Il Salone dei Pagamenti 2018 si propone anche come ‘incubatore temporaneo’, con uno spazio fisico dedicato – la Fintech Glass Room – a startup e imprenditori del Fintech. L’obiettivo è rafforzare il tessuto connettivo tra startup innovative, imprese e capitali, che può aiutare a produrre ulteriore innovazione. Tutte le attività di Fintech Goes to Italy sono in lingua inglese, a conferma dello scenario internazionale cui l’iniziativa si rivolge. Infine, il 2018 ha confermato l’attenzione che il Salone dei Pagamenti riserva all’educazione finanziaria di giovani e giovanissimi, e di insegnanti ed educatori, con il coinvolgimento e la partecipazione di centinaia di ragazzi delle scuole secondarie di I e II grado a eventi appositamente creati.

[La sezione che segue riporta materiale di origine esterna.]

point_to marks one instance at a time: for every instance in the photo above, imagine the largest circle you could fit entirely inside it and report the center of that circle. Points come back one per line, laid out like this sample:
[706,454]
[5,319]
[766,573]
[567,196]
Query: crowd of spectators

Nella tre giorni milanese, interesse e curiosità, soprattutto tra gli addetti ai lavori, hanno destato uno strumento ormai entrato nella nostra quotidianità, il bancomat e la sua evoluzione tecnologica. Ben oltre il semplice ritiro di soldi, ormai la ‘nuova’ carta bancomat offre livelli di innovazione molto alti ben illustrati allo stand Nexi, dove i team in rappresentanza di un po’ tutti gli istituti di credito hanno potuto sperimentare le nuove frontiere del bancomat. Attraverso totem intelligenti e l’utilizzo di macchine evolute, sono ormai a portata di mano esperienze di self banking (complete nei servizi) e relative a quasi tutti i tipi di operazione realizzabili fisicamente in filiale. Addio file allo sportello, il presente del denaro è già digitale.